Deploy a Web App From Nothing
- lesson
- processes
- systemd
- nginx
- tls
- docker
- docker-compose
- kubernetes ---# Deploy a Web App From Nothing
Topics: processes, systemd, nginx, TLS, Docker, docker-compose, Kubernetes Level: L1–L2 (Foundations → Operations) Time: 75–90 minutes Prerequisites: None (everything is explained from scratch)
The Mission¶
You have a Python web app — a single file, app.py. Your job: get it running in production,
reachable from the internet, with TLS encryption, automatic restarts, and logging.
We'll start with the simplest possible deployment (run it directly) and add layers one at a time. Each layer solves a problem that the previous approach couldn't handle. By the end, you'll understand why the production stack has so many layers — not because engineers love complexity, but because each layer exists for a reason.
# app.py — our application
from fastapi import FastAPI
import uvicorn
app = FastAPI()
@app.get("/")
def root():
return {"status": "ok", "message": "Hello from the app"}
@app.get("/health")
def health():
return {"status": "healthy"}
if __name__ == "__main__":
uvicorn.run(app, host="0.0.0.0", port=8000)
Level 0: Just Run It¶
It works. You can hit http://server:8000/ and get a response.

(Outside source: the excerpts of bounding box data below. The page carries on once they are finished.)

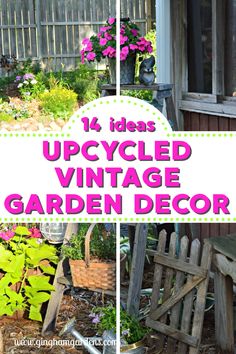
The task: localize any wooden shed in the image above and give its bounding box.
[156,0,236,239]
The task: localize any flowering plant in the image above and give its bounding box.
[81,17,153,63]
[0,226,58,321]
[15,73,46,100]
[90,305,148,345]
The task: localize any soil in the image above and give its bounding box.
[0,289,114,354]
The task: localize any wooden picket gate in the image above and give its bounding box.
[146,231,212,354]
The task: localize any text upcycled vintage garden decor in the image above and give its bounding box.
[0,97,236,222]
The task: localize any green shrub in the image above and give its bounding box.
[0,112,14,122]
[63,64,99,104]
[40,87,77,119]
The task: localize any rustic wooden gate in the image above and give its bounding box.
[146,231,212,354]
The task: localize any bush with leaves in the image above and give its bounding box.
[40,86,77,119]
[0,226,58,321]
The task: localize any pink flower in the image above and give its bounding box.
[99,38,107,46]
[120,46,129,61]
[102,46,116,58]
[120,34,128,45]
[0,230,15,241]
[129,43,138,50]
[82,38,91,45]
[100,26,112,32]
[84,42,93,52]
[147,45,153,53]
[131,28,138,37]
[29,227,42,238]
[80,49,84,64]
[107,17,116,25]
[104,32,113,41]
[86,52,96,61]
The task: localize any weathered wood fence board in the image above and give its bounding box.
[0,0,155,76]
[146,232,212,354]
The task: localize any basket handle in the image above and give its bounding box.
[85,224,96,267]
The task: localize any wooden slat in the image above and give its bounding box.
[158,233,177,347]
[214,270,234,353]
[127,224,148,316]
[150,230,166,316]
[149,276,204,320]
[177,239,201,354]
[154,255,207,277]
[189,242,212,354]
[167,236,189,354]
[146,318,199,348]
[208,234,236,261]
[42,223,78,334]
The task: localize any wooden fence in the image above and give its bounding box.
[0,0,155,75]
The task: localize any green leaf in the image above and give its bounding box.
[28,292,51,306]
[5,288,24,304]
[29,305,42,321]
[8,254,25,276]
[15,226,31,236]
[0,273,13,289]
[0,245,14,272]
[39,264,56,275]
[28,275,55,291]
[26,244,58,266]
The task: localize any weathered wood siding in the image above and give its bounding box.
[184,112,236,131]
[0,0,155,75]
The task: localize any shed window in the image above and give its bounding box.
[187,0,236,96]
[187,0,212,93]
[225,0,236,96]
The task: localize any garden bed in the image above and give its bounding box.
[0,61,103,132]
[0,290,110,354]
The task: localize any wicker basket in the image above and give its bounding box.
[69,224,116,290]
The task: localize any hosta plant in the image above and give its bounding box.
[0,226,58,321]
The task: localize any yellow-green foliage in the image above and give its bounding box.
[40,87,77,119]
[0,112,14,122]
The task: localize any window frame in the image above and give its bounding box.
[171,0,236,118]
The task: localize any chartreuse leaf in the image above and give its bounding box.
[15,226,31,236]
[29,305,42,321]
[8,254,25,277]
[24,285,38,297]
[0,273,13,289]
[28,275,55,291]
[28,291,51,306]
[0,245,14,272]
[26,244,58,266]
[5,287,24,304]
[39,264,56,275]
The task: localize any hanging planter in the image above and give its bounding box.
[81,18,153,85]
[108,55,136,85]
[63,224,116,291]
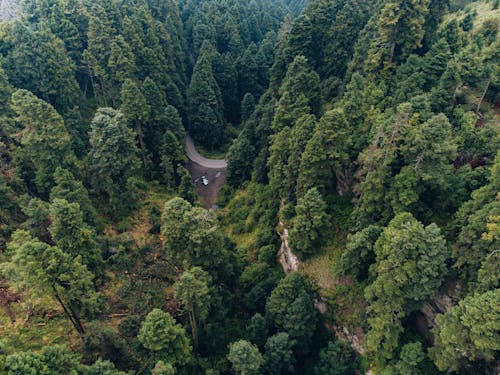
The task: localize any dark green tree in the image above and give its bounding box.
[227,340,264,375]
[89,108,139,215]
[12,90,75,194]
[137,309,191,366]
[365,213,448,361]
[49,198,104,280]
[264,332,295,375]
[6,231,101,335]
[314,341,359,375]
[290,188,330,259]
[431,289,500,371]
[188,41,226,149]
[174,267,212,348]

Problems: - Close the terminal → app dies - App crashes → stays dead - No logs except what scrolls past in the terminal - No TLS (plain HTTP) - Runs as your user (might be root) - No resource limits (can eat all RAM) - Rebooting the server kills the app
This is fine for development. For production, we need every one of those problems solved.
Level 1: systemd — Survive Reboots and Crashes¶
The first layer: make the OS manage the process.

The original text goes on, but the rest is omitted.